Deze stellingname was in die tijd in de Republiek welkom, stelt Van der Houwen. „Zijn boodschap viel bij Nederlandse bestuurders en koopmannen in goede aarde. Het was voor hen een theologische rechtvaardiging om door te gaan met de mensonterende slavenhandel.”
De geboren Afrikaan werd predikant in het slavenfort Elmina in het huidige Ghana. Hij wijdde zich aan de bekering van vrije Afrikanen en preekte voor slavenhandelaren. Hij stierf op jonge leeftijd, toen hij ongeveer dertig jaar oud was. „Zijn missie werd een teleurstelling”, zegt Van der Houwen. „Hij had nauwelijks aansluiting bij de lokale bevolking. Ik vraag me af of zijn mening over slavernij in Elmina is veranderd, zeker toen hij het weer voor zijn eigen ogen zag gebeuren. Het lijkt mij een verhaal van iemand die totaal ontworteld is. Waar was zijn echte thuis? Was zijn wens om terug te gaan naar Afrika ook ingegeven door heimwee?”
Nederlandse slavenhandel
De prent heeft een plaats in de vaste presentatie van het museum en wel bij het onderwerp ”Protestanten en slavernij”. Daarbij staat een korte uitleg van de Nederlandse slavenhandel en hoe daarover in de Republiek werd gedacht.
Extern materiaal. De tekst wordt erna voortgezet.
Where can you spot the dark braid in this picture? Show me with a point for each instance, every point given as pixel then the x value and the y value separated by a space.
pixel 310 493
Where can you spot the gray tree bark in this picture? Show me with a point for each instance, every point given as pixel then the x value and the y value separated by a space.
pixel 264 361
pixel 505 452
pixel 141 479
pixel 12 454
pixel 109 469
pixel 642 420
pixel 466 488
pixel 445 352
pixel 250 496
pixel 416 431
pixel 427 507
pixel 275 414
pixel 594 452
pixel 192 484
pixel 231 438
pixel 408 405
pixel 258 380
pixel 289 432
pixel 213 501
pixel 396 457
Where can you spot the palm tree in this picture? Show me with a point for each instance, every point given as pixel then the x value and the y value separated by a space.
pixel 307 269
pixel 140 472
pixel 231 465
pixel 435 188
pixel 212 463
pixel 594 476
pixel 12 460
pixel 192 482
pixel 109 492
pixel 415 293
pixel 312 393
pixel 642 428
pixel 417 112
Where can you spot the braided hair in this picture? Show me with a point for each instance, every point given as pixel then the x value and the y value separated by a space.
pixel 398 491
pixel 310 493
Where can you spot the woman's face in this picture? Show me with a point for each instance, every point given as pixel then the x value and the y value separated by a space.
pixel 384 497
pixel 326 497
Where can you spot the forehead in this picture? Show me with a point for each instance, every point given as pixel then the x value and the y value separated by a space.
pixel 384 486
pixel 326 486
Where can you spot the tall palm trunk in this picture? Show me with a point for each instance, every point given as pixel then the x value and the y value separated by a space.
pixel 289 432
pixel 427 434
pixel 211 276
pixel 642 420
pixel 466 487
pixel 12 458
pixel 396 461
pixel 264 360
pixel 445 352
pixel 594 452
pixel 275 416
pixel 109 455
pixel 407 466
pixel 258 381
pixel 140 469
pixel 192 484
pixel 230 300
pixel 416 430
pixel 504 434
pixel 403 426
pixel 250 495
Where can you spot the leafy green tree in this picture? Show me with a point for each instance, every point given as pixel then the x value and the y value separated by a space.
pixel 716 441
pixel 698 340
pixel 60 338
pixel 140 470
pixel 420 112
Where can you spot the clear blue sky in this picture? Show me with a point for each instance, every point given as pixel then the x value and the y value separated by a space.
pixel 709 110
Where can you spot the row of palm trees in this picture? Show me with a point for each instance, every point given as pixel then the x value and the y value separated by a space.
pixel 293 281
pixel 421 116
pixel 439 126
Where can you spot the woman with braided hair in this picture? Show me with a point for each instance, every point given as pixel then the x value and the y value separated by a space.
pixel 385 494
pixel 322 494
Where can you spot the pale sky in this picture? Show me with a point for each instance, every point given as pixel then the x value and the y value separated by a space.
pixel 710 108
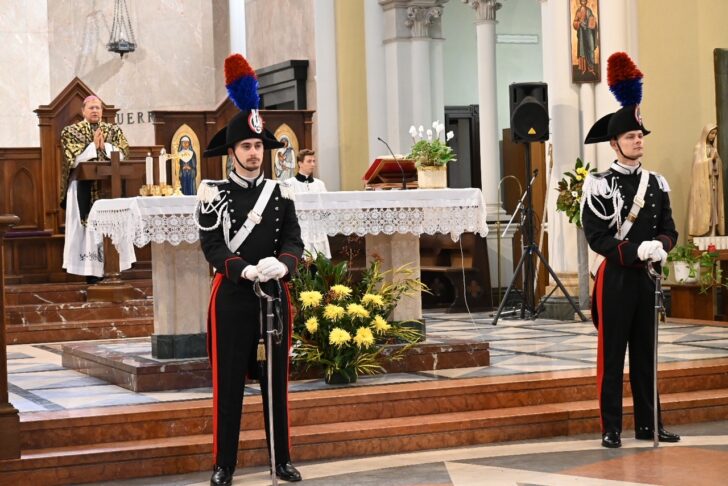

Van der Houwen: „Sommige vooraanstaande predikanten wezen de slavenhandel af, zoals de bekende Gisbertus Voetius. Maar over het algemeen accepteerde de gereformeerde bevolking die wel. Dat deed bijvoorbeeld Godefridus Udemans in de zeventiende eeuw in zijn boek ”’T geestelijk roer van ’t koopmansschip”. Daarin legt hij de theologische basis voor de slavenhandel. Wel stelde hij dat christelijke tot slaaf gemaakten na zeven jaar vrijgelaten zouden moeten worden en dat hun het Evangelie moest worden verkondigd. Van die beide laatste dingen kwam niet veel terecht. Het kwam de Nederlanders in de achttiende eeuw goed uit dat de predikant Capitein hun zijde koos.
In de negentiende eeuw werd de roep om afschaffing van de slavernij steeds luider. In ons land was het vooral de protestantse vernieuwingsbeweging het Reveil die zich inzette voor afschaffing. Nederland beëindigde als een van de laatste Europese landen in 1863 de slavernij.”
De conservator is nu al aan het nadenken over de invulling van een tijdelijke expositie in 2024 over de slavernij. „Hopelijk zijn dan de resultaten van diverse onderzoeken over kerken en slavernij bekend. Er komt in ieder geval een historisch gedeelte. Tegelijkertijd is er aandacht voor de doorwerking naar het heden en voor hedendaagse kunst. Het is duidelijk dat ook Jacobus Capitein een plaats op deze tentoonstelling krijgt.”
Vierwekelijkse serie waarin archivarissen van (kerkelijke) archieven vertellen over hun topstuk uit de collectie.